Por Tirso Iván Vásquez Agüero

Hoy domingo 4 de marzo, luego de una intensa proyección matinal (cuya extensión alcanzó las 4 horas), el público de La temporada del Diablo (2018), la película más reciente de Lav Diaz, tuvo la oportunidad de dialogar con el director filipino como parte de la sesiones Q&A del FICUNAM 8, el diálogo fue moderado por la directora del festival Eva Sangiorgi.  

Fue la misma Sangiorgi la que inició la conversación al preguntar por las razones que llevaron al cineasta a trabajar la película como un musical. “Ya sabes, es solo Rock N’ Roll”, dijo Díaz con una risa calmada, y agregó que la idea surgió cuando estaba escribiendo un libro sobre cine en el 2016, proceso que se vio obligado a interrumpir por la indignación que le causó la llegada de Rodrigo Duterte a la presidencia de Filipinas.
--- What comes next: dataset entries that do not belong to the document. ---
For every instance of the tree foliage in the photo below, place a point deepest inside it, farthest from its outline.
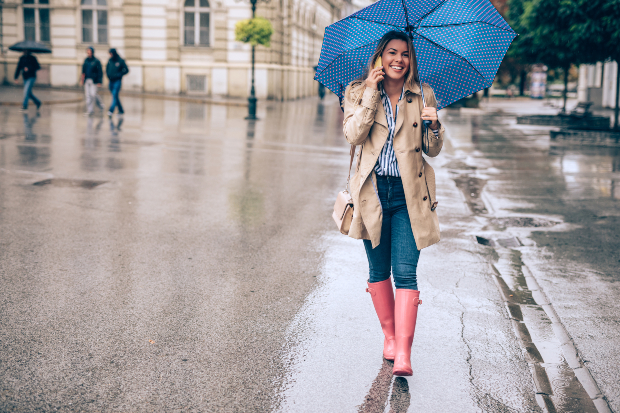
(254, 31)
(545, 30)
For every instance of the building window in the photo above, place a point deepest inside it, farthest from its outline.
(37, 20)
(94, 21)
(196, 18)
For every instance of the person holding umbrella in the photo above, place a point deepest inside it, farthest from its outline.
(92, 76)
(393, 189)
(115, 69)
(28, 66)
(455, 46)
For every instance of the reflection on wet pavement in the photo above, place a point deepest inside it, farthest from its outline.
(543, 202)
(206, 275)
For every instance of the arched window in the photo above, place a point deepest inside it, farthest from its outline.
(37, 20)
(94, 21)
(196, 17)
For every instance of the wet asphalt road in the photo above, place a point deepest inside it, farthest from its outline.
(185, 260)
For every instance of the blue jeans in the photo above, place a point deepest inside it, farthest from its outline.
(28, 84)
(115, 88)
(397, 252)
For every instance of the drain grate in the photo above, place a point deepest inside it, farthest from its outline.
(523, 222)
(75, 183)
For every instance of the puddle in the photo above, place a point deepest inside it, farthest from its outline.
(75, 183)
(523, 222)
(471, 188)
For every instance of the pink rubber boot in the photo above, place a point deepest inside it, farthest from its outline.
(383, 300)
(405, 315)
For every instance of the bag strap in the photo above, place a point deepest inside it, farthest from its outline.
(350, 165)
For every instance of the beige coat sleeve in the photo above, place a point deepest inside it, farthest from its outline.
(432, 144)
(360, 106)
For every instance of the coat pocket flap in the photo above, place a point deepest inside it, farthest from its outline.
(343, 200)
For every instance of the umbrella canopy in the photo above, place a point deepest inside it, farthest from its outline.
(30, 46)
(459, 44)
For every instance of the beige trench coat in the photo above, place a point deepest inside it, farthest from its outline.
(365, 124)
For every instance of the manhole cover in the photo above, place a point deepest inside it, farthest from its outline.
(485, 241)
(523, 222)
(76, 183)
(509, 242)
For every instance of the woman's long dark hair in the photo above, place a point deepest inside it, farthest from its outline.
(114, 54)
(412, 75)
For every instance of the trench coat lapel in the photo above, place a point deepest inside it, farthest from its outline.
(380, 115)
(401, 115)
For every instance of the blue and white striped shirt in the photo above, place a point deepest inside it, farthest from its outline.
(386, 164)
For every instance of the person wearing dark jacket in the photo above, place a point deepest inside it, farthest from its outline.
(28, 66)
(115, 69)
(92, 76)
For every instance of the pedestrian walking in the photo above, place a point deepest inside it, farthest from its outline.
(393, 191)
(115, 70)
(28, 66)
(92, 76)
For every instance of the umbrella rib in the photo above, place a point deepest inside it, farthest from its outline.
(372, 21)
(450, 51)
(432, 10)
(466, 23)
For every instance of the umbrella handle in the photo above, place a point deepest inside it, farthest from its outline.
(427, 123)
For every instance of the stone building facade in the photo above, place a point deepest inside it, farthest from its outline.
(597, 84)
(174, 46)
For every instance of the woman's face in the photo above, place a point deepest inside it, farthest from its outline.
(396, 59)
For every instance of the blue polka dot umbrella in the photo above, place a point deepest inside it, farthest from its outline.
(459, 44)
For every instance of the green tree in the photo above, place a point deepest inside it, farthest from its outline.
(255, 31)
(547, 35)
(610, 16)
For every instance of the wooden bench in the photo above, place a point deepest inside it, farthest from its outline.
(582, 110)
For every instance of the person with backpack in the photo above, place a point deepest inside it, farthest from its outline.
(115, 69)
(92, 75)
(28, 66)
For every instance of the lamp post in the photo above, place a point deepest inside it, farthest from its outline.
(252, 98)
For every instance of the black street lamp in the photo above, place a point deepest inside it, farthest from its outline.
(252, 97)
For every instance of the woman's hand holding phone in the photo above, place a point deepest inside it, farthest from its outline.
(430, 113)
(375, 75)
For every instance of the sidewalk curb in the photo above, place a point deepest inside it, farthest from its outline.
(544, 390)
(46, 102)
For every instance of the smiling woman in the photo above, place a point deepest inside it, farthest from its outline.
(393, 190)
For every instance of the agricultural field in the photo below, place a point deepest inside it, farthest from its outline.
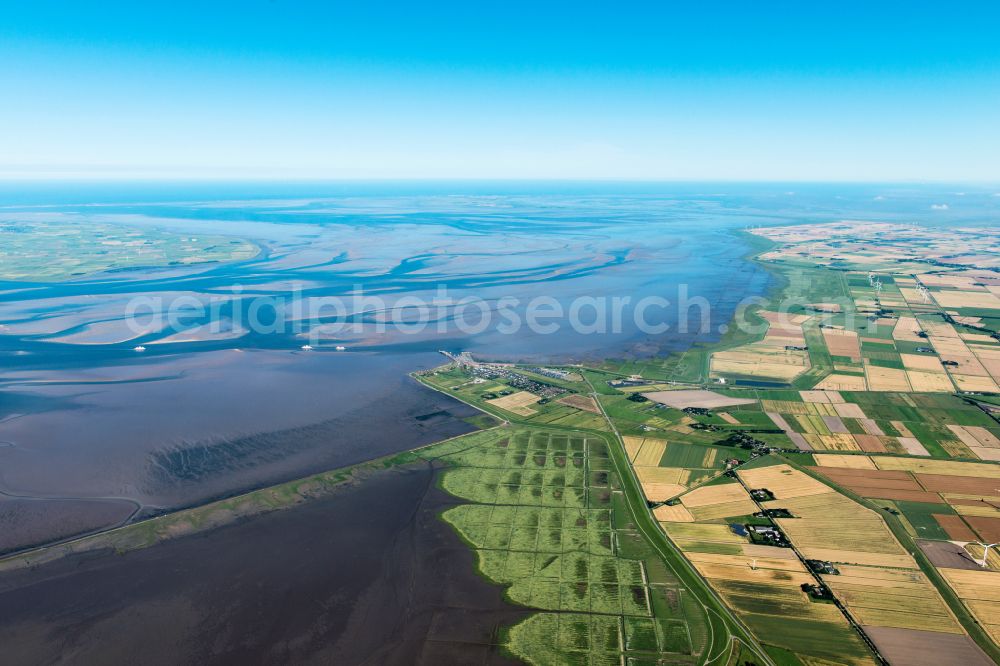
(567, 408)
(936, 499)
(542, 516)
(53, 251)
(876, 579)
(761, 583)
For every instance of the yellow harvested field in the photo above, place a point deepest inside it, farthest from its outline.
(786, 406)
(821, 396)
(760, 360)
(656, 474)
(975, 436)
(735, 572)
(582, 402)
(651, 452)
(984, 453)
(661, 483)
(979, 590)
(837, 382)
(945, 280)
(632, 446)
(846, 462)
(871, 575)
(967, 299)
(749, 561)
(892, 598)
(929, 382)
(977, 384)
(842, 343)
(696, 398)
(901, 428)
(724, 510)
(949, 467)
(516, 403)
(939, 329)
(783, 481)
(660, 492)
(834, 442)
(886, 379)
(982, 510)
(754, 550)
(677, 513)
(857, 557)
(710, 532)
(728, 418)
(921, 362)
(850, 410)
(906, 329)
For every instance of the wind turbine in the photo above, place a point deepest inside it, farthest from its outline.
(986, 551)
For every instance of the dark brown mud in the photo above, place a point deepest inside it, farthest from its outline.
(369, 575)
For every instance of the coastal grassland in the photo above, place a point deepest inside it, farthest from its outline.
(52, 251)
(499, 398)
(546, 518)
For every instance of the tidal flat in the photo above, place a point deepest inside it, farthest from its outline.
(368, 574)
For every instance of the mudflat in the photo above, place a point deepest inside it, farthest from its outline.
(367, 575)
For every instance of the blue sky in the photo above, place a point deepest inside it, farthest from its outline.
(292, 89)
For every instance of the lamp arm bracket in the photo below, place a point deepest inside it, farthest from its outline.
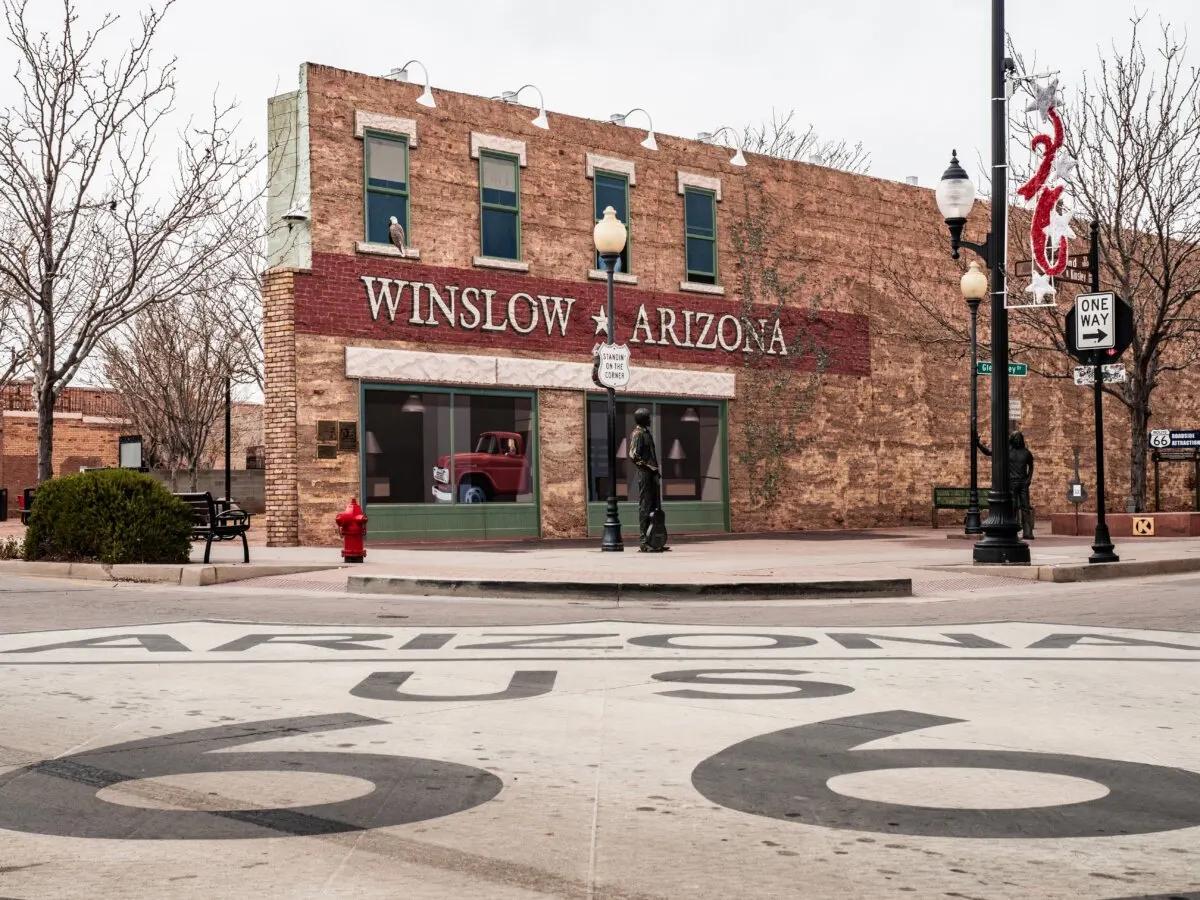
(982, 250)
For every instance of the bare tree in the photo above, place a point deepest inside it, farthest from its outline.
(780, 138)
(171, 366)
(1133, 130)
(1134, 133)
(87, 241)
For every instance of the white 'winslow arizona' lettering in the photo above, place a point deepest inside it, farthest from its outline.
(480, 310)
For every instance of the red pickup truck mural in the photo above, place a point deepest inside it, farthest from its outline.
(498, 469)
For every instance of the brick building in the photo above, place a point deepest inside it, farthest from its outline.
(450, 388)
(88, 424)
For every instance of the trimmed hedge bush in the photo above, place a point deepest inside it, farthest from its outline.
(109, 516)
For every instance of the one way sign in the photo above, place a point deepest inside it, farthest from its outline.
(1096, 322)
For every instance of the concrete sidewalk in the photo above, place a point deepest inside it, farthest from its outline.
(810, 564)
(823, 561)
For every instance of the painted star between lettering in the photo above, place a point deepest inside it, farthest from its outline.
(1044, 99)
(1060, 227)
(601, 319)
(1063, 165)
(1041, 287)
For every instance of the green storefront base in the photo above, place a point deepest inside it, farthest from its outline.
(465, 521)
(683, 516)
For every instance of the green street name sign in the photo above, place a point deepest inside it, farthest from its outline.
(1015, 370)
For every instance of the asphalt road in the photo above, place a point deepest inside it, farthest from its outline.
(987, 738)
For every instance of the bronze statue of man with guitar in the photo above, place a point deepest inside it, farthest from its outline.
(652, 523)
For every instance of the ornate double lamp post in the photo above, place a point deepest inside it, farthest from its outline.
(955, 196)
(975, 288)
(610, 235)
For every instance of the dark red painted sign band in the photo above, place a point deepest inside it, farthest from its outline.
(391, 300)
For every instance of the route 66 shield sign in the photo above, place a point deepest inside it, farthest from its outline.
(612, 365)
Frente a este hecho, Díaz pensó en escribir una canción: “una marcha fúnebre para mi país, de ahí surgió la idea de hacer un film musical”. Resulta anecdótico que la renuncia del cineasta a hacer una canción haya concluido en la composición de más de una decena de canciones para La Temporada del Diablo.

Una de las preguntas del público giró en torno al vínculo entre la ficción y dos figuras históricas de Filipinas: el dictador Ferdinand Marcos, creador de la ley marcial, y el cantautor Freddie Aguilar, cuya música siempre desarrolló una poética de resistencia al gobierno de Marcos. El cineasta respondió que si bien Freddie Aguilar es un referente en su país, las canciones del film no están estrictamente vinculadas a él. Sin embargo, sí aceptó que el discurso que desarrolla en sus películas es “muy confrontacional con la ley, con la situación del país, es una forma de activismo”.

Díaz afirmó que su película conecta la situación actual de Filipinas con la época de la ley marcial en los ochenta, de tal manera que condensa dos sentires generacionales. Asimismo, dio detalles sobre la construcción de dos personajes: “el poeta” y “el dictador”. Sobre el primero, por quien se le preguntó si se trataba de la figura de un mártir, Díaz contestó que lo veía como un ser “comprometido con la verdad”, razón por la cual en el relato se mostraba atormentado por la represión, que alude tanto a Duterte, como a Marcos o incluso, como dijo él mismo, a Putin.

Sobre el segundo personaje, Lav Díaz reveló que hizo hablar en un lenguaje que nadie más entiende (de hecho, nunca se subtitula cuando éste habla) al personaje del dictador, ya que es una figura que al ser un fascista no habla el lenguaje de los demás: “No ven a nadie, solo se escuchan a sí mismos”.

Finalmente, dejó claro que su interés por el musical tenía una búsqueda por desmontar la lógica misma del género. “No es, obviamente, como un musical de Hollywood, donde los movimientos de cámara son perfectos y la música sirve como adorno, se evitó el uso de artificios”, esto último está muy vinculado a su trabajo de composición visual, sobre el cual dijo: “prefiero manipular lo menos que se pueda el encuadre, es como mantener la pureza”. Es prudente recordar que, salvo la canción que acompaña los créditos y la dedicatoria del film (dedicado a todas las víctimas de la ley marcial), toda la música es a capella. Fue una sesión espléndida, en la que el público pudo ahondar en las motivaciones de un autor que trabaja la discordancia entre lo que los personajes cantan y lo que vemos como espectadores.